I don't know who the "certain AI researchers" are supposed to be. But the "stochastic parrot" paper by Bender et al [1] says:
> Text generated by an LM is not grounded in communicative intent, any model of the world, or any model of the reader’s state of mind.
That's a very different objection to the one antirez describes - I think he's erecting a straw man. But I'd be happy to be corrected by anyone more familiar with the research.
> Text generated by an LM is not grounded in communicative intent
This means exactly that no representation should exist in the activation states about what the model wants to tell, and there must be only a single token probabilistic inference at play.
Also their model requires the contrary, too: that the model does not know, semantically, what the query really means.
Stochastic Parrot has a scientific meaning, and just only observing the function of the models, it is quite evident that they were very wrong, but now we have stong evidence (via probing) that also the sentence you quoted is not correct, since the model knows the idea to express also in general terms, and features about things it is going to say much later activates a lot of tokens earlier, including conceptual features that are relevant later in the sentence / concept expressed.

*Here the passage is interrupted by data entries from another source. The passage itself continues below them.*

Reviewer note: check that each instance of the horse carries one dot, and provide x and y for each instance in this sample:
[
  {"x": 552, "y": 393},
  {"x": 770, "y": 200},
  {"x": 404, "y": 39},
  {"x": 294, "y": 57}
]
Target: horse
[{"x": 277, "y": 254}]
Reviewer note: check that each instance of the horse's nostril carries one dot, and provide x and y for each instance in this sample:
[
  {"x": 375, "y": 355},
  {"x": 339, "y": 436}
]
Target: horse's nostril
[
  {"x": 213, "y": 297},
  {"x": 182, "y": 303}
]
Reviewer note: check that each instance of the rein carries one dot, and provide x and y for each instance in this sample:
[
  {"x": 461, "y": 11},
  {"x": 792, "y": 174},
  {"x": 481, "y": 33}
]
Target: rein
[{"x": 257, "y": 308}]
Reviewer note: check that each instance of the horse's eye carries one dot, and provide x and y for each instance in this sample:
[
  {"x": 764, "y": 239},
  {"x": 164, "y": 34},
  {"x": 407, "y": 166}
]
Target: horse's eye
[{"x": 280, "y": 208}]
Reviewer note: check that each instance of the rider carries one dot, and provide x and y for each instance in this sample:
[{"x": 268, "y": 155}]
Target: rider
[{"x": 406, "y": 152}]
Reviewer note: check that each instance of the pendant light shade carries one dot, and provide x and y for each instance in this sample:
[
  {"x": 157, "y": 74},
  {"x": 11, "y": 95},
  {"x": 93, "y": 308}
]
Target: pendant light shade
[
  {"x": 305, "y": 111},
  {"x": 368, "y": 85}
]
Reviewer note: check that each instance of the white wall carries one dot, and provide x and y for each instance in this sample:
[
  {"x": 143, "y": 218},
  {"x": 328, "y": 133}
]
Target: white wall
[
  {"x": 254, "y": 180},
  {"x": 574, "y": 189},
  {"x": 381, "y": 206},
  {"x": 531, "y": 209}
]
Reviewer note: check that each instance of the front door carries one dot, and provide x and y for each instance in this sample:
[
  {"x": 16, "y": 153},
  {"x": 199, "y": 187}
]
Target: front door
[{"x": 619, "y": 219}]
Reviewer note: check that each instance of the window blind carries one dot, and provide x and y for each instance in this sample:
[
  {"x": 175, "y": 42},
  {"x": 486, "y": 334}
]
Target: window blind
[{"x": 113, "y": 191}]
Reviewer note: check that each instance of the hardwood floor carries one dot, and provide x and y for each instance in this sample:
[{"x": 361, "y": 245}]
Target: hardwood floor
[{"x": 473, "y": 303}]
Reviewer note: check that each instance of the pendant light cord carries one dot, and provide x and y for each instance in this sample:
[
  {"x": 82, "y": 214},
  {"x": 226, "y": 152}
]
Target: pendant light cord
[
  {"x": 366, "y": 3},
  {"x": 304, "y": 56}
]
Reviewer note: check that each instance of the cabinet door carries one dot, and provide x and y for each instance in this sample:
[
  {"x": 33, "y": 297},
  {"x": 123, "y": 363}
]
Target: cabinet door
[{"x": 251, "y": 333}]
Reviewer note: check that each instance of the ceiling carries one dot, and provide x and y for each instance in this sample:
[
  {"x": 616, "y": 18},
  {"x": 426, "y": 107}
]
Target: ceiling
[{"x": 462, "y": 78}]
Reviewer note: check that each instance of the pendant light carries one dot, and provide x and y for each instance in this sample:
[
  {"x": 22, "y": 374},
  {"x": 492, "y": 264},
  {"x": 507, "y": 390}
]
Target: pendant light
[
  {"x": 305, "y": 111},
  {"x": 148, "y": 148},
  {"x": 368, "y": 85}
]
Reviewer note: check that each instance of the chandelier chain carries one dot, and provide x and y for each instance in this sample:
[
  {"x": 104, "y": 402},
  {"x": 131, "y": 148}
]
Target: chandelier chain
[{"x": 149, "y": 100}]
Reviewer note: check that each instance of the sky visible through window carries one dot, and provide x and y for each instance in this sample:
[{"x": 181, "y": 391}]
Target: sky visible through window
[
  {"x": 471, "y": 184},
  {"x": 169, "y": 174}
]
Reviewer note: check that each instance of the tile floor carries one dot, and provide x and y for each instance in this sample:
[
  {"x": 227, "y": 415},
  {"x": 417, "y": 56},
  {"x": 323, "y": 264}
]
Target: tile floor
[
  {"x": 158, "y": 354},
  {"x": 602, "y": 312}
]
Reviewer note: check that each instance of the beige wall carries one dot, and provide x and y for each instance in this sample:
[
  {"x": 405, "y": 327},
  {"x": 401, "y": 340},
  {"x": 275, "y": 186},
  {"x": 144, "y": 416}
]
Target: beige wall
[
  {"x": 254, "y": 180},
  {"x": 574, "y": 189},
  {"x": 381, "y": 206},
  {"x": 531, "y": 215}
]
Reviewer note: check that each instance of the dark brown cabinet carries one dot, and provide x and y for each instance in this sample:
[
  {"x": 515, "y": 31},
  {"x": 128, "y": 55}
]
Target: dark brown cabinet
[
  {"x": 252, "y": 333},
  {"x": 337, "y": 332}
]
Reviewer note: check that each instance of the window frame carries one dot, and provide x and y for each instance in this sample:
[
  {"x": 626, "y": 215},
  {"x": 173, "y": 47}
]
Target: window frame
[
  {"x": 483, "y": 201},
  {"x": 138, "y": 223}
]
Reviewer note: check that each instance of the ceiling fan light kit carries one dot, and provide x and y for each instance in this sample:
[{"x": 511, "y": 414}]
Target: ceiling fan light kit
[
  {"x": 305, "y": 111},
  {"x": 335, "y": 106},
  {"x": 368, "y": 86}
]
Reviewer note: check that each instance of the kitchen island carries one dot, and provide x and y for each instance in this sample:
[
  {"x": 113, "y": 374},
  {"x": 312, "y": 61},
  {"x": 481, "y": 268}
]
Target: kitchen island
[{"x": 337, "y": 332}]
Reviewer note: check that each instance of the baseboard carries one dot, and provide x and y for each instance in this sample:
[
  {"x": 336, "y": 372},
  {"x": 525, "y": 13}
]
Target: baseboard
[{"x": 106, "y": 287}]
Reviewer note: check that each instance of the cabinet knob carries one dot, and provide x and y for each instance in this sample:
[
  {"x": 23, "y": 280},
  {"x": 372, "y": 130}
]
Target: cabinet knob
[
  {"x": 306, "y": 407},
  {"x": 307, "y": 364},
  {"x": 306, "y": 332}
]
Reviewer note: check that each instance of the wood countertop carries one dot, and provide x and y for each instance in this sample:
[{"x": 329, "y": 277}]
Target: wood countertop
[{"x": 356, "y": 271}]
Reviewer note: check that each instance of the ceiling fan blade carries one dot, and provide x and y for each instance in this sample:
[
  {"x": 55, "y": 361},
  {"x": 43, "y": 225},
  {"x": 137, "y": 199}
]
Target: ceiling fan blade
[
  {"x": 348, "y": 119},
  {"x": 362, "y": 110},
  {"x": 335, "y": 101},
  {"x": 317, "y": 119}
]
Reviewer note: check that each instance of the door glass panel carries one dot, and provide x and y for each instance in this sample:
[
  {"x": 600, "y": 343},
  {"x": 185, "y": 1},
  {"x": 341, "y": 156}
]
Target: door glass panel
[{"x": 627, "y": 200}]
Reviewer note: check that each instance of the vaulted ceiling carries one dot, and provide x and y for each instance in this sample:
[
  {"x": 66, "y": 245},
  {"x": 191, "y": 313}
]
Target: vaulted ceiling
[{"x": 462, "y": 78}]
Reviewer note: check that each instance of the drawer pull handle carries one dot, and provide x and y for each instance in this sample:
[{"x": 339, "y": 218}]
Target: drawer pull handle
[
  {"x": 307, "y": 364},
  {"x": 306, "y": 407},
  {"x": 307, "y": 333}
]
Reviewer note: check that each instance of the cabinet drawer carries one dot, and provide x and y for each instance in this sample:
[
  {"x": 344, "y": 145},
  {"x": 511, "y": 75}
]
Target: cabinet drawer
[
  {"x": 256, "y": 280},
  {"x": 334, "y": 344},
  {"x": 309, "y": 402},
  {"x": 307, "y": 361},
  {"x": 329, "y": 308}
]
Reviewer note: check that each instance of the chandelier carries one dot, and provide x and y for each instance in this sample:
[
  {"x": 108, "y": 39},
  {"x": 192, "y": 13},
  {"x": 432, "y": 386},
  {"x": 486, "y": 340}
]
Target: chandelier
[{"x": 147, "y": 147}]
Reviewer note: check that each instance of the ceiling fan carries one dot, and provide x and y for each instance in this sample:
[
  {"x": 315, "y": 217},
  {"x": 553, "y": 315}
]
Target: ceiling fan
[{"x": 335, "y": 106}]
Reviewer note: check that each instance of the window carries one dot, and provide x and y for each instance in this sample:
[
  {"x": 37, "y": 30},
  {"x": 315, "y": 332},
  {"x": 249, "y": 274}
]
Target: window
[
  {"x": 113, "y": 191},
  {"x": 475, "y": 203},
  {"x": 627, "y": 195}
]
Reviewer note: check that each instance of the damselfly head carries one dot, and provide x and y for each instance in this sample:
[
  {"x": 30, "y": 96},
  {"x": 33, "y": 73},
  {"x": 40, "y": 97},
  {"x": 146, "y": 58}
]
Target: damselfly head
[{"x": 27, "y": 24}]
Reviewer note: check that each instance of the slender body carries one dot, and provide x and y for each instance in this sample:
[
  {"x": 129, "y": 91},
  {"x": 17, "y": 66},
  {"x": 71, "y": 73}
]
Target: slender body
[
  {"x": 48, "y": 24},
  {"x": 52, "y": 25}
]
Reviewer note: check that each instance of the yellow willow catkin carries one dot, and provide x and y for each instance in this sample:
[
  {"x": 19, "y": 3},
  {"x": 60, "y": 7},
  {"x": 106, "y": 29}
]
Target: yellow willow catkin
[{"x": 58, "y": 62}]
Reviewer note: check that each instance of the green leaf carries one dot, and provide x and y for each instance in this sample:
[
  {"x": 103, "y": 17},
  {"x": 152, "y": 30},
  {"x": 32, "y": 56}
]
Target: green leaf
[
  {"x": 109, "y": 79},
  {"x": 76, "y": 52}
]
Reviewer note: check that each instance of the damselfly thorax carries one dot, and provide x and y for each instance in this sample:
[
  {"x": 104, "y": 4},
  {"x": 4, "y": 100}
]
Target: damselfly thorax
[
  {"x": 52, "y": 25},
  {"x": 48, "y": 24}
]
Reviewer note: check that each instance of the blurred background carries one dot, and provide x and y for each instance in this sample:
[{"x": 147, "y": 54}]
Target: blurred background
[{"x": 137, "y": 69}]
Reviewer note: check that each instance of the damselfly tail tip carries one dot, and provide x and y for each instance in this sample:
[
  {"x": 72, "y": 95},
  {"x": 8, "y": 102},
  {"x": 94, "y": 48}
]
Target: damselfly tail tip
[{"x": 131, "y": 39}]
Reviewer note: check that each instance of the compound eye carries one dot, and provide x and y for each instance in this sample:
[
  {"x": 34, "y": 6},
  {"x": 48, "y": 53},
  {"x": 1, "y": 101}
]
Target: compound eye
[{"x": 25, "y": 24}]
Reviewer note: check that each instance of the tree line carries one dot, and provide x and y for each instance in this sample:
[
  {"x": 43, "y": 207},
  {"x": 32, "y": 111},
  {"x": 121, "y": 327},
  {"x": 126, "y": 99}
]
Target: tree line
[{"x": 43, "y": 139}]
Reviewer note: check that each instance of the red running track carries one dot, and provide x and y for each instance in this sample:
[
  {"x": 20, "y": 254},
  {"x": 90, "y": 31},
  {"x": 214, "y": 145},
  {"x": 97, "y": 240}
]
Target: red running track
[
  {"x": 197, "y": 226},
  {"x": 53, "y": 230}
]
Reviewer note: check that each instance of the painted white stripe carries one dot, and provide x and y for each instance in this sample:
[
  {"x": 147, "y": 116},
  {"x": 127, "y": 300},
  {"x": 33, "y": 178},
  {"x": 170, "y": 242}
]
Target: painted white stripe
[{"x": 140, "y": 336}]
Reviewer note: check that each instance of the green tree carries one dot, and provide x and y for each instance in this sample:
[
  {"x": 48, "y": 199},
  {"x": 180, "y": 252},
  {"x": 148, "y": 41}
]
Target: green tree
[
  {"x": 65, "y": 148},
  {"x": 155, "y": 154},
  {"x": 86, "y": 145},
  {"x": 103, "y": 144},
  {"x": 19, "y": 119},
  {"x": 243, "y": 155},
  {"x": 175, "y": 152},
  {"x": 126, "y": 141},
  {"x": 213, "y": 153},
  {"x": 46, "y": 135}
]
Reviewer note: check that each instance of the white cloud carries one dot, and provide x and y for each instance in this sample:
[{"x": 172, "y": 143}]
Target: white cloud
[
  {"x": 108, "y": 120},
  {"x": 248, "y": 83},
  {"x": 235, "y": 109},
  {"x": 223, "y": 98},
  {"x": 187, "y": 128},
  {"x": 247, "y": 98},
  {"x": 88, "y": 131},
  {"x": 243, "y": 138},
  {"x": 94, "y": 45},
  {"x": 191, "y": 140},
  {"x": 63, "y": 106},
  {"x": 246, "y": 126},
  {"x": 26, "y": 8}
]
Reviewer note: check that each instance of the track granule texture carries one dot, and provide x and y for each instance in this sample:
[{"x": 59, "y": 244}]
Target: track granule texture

You are doing the big error that is common to do in this context of extending the stochastic parrot to a non scientifically isolated model that can be made large enough to accomodate any evidence arriving from new generations of models. The stochastic parrot does not understand the query nor is trying to reply to you in any way, it just exploits a probabilistic link among the context window and the next word. This link can be more complex than a Markov chain but must be of the same kind: lacking understanding whatsoever and communication intent (no representation of the concept / sentences that are required to reply correctly). How it is possible to believe in this, today? And, check yourself what the top AI scientists today believe about the correctness of the stochastic parrot hypothesis.
> > Text generated by an LM is not grounded in communicative intent
> This means exactly that no representation should exist in the activation states about what the model wants to tell, and there must be only a single token probabilistic inference at play.
That's not correct. It's clear from the surrounding paragraphs what Bender et al mean by this phrase. They mean that LLMs lack the capacity to form intentions.
> You are doing the big error that is common to do in this context of extending the stochastic parrot to a non scientifically isolated model that can be made large enough to accomodate any evidence arriving from new generations of models.
No, I'm not. I haven't, in fact, made any claims about the "stochastic parrot". Rather, I've asked whether your characterisation of AI researchers' views is accurate, and suggested some reasons why it may not be.